There we have it – a reflated reflation trade. Until the next time reality, the Fed’s own errors, and/or the markets escalate matters, requiring more Fed-speak to micromanage it. (Notably, Powell testifies to Congress today on the Covid-19 response and the economy.)

Yet in the end poor old Elmer Fed is going to take a beating. Recall the 1951 classic “Rabbit Fire”, where after arguing over whether it is rabbit or duck season, we find out it is actually Elmer season; and Bugs and Daffy are stalking in the deerstalkers with shotguns, turn to the screen and say: “Be vewy, vewy quiet. We’re hunting Elmers. Huh-uh-uh-uh-uh-uh-uh-uh.”?
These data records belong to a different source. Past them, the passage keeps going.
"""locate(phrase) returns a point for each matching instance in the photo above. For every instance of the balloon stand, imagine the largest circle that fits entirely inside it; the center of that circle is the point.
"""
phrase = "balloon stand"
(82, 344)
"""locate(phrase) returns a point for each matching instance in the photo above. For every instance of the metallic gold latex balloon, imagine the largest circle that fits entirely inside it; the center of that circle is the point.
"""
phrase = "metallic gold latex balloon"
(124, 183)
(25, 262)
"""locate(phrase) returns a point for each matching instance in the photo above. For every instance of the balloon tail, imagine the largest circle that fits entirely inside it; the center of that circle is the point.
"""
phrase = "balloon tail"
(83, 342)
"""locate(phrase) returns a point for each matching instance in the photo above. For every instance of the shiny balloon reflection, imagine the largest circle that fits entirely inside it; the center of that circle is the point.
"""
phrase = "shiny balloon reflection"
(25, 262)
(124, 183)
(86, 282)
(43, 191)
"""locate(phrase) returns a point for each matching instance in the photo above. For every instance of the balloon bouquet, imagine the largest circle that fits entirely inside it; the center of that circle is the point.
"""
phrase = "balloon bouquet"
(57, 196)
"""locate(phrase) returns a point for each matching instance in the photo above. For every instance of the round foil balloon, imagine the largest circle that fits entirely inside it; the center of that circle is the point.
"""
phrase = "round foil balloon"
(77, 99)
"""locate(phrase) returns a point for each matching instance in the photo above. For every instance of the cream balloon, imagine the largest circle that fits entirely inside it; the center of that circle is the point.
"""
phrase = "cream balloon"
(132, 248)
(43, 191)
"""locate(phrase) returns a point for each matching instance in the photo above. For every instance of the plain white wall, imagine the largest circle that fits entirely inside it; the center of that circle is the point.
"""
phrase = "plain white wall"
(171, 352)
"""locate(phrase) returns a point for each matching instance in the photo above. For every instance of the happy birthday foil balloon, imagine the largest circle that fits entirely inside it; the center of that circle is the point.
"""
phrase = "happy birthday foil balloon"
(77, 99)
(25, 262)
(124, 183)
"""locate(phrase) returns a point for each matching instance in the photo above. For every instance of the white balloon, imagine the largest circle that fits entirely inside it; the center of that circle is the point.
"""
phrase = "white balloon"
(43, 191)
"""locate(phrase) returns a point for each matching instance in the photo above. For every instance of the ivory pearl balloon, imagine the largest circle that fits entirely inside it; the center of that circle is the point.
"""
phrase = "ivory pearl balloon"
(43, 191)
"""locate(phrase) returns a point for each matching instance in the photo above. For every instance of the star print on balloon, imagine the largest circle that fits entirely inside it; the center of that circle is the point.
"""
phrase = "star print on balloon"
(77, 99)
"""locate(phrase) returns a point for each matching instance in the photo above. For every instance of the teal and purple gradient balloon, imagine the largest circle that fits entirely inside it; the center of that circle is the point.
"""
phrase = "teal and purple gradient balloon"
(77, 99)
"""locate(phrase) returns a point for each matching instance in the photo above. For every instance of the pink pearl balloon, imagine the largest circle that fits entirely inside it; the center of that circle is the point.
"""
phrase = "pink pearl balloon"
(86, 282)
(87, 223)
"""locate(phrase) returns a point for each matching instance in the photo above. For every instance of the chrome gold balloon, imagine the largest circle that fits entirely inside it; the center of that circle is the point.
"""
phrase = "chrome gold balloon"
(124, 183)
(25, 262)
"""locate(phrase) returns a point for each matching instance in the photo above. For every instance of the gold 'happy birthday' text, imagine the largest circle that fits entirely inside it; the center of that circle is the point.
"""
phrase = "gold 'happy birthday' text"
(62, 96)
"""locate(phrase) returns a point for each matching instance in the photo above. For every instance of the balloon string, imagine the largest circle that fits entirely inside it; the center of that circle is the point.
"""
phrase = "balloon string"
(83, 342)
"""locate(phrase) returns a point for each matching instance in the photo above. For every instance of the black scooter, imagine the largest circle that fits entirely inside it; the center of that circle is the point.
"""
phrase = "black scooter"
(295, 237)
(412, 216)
Or think of 1950’s “Rabbit of Seville” from the 5.30 mark onwards, where Elmer runs towards a fleeing Bugs with an axe; Bugs returns with a larger axe, sending Elmer fleeing; Elmer returns with a pistol; Bugs with a shotgun; Elmer with a cannon; Bugs with a larger cannon; Elmer with one that belongs on a battleship;…then Bugs brings a bunch of flowers; then an engagement ring; and Elmer returns in a wedding dress, and the couple marry; Bugs pulls his new bride up flights of stairs by the hand; opens a door leading nowhere….and drops Elmer from a great height.  
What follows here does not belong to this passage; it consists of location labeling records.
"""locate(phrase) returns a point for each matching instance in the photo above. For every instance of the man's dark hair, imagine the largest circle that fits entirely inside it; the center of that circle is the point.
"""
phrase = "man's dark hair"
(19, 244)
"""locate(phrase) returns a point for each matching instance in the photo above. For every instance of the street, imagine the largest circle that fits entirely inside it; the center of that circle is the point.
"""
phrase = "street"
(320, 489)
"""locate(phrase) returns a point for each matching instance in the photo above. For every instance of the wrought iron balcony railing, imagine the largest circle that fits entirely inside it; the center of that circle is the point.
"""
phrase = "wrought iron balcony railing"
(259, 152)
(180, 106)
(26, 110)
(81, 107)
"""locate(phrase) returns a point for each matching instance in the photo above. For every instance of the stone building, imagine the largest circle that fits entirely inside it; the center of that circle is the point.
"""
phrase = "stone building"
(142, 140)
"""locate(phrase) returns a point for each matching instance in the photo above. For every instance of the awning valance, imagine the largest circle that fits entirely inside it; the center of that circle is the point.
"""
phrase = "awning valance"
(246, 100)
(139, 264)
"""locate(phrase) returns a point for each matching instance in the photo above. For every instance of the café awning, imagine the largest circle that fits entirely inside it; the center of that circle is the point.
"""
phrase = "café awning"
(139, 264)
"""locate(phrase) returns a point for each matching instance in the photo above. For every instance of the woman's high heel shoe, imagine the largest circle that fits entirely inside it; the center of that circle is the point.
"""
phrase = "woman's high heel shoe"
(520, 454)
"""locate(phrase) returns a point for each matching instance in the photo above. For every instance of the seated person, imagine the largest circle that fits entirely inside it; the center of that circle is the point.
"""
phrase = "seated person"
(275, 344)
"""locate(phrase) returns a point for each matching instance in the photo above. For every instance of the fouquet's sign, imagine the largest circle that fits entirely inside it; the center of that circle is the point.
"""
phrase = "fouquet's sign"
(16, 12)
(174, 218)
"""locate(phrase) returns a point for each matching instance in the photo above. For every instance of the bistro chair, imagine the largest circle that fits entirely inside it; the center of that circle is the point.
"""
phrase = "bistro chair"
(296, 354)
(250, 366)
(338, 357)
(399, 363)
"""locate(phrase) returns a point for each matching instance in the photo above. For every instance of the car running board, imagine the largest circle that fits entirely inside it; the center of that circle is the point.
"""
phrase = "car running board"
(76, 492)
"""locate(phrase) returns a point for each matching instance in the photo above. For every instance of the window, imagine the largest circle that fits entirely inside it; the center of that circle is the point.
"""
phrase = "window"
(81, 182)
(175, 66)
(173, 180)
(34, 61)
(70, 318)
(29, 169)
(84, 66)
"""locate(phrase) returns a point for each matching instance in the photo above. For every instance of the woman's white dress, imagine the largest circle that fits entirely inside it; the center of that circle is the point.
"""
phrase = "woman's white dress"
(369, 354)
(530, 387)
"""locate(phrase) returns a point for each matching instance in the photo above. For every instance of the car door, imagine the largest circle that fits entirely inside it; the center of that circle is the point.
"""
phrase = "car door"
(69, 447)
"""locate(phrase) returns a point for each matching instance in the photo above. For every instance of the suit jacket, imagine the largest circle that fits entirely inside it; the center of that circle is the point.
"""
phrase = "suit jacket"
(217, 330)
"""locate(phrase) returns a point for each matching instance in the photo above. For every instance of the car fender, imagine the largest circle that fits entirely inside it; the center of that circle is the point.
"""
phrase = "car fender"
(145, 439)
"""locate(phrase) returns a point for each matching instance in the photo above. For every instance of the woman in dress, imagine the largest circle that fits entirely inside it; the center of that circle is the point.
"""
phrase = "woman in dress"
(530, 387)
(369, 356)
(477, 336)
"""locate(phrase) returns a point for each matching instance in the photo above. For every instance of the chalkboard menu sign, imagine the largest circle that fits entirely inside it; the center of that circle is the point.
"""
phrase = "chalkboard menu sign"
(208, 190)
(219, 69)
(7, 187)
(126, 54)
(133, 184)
Meanwhile, in the weal world things are not so merry, and there is more disharmony than melody:

Progress on a bipartisan infrastructure bill now perhaps just 1/10 the size of what the White House proposed in its twin-stimulus proposals is perhaps closer to emerging – to what fate remains unclear;
The US National Security Advisor says the Nord Stream 2 pipeline represents a danger to Europe’s energy security, and that the Russian firms building it are still going to be sanctioned, after having widely been seen to earlier give it a de facto green light to avoid a row with Germany. Some whispers are that this is a response to yesterday’s FT interview with possible next CDU leader (and Chancellor?) Laschet, which reiterated he has zero interest in recognising geopolitical realities and still wants ‘Wandel durch handel’;
The US is apparently considering a ban on all polysilicon coming from China, which is required to make solar panels. Such is the scale of Chinese production (50% of the global total) it is unclear how any other source could replace it, which is problematic with huge green fiscal stimulus still being floated – until one joins the dots that this implies a major supply-chain shift towards Made in America;
The EU is going to sharply reduce the amount of British TV that can be shown now the UK is no longer “European”. This is of course pure services and cultural protectionism, and while British TV isn’t what it used to be, one wishes the EU well with its local substitutes: Doctor Who > Médecin Quoi?; The Crown > A recreation of the criminal trial of Nicolas Sarkozy?; Downton Abbey > A dramatization of Yanis Varoufakis’ memoir, ‘Adults in the Room’? But not to worry, says the UK government. Lots more viewers can be found in Asia, as it aims to join the CPTPP; and in that part of the world
China has banned its banks from any transactions related to crypto activity. Who next and when?

That’s not all folks, by any means, but it will have to do for today.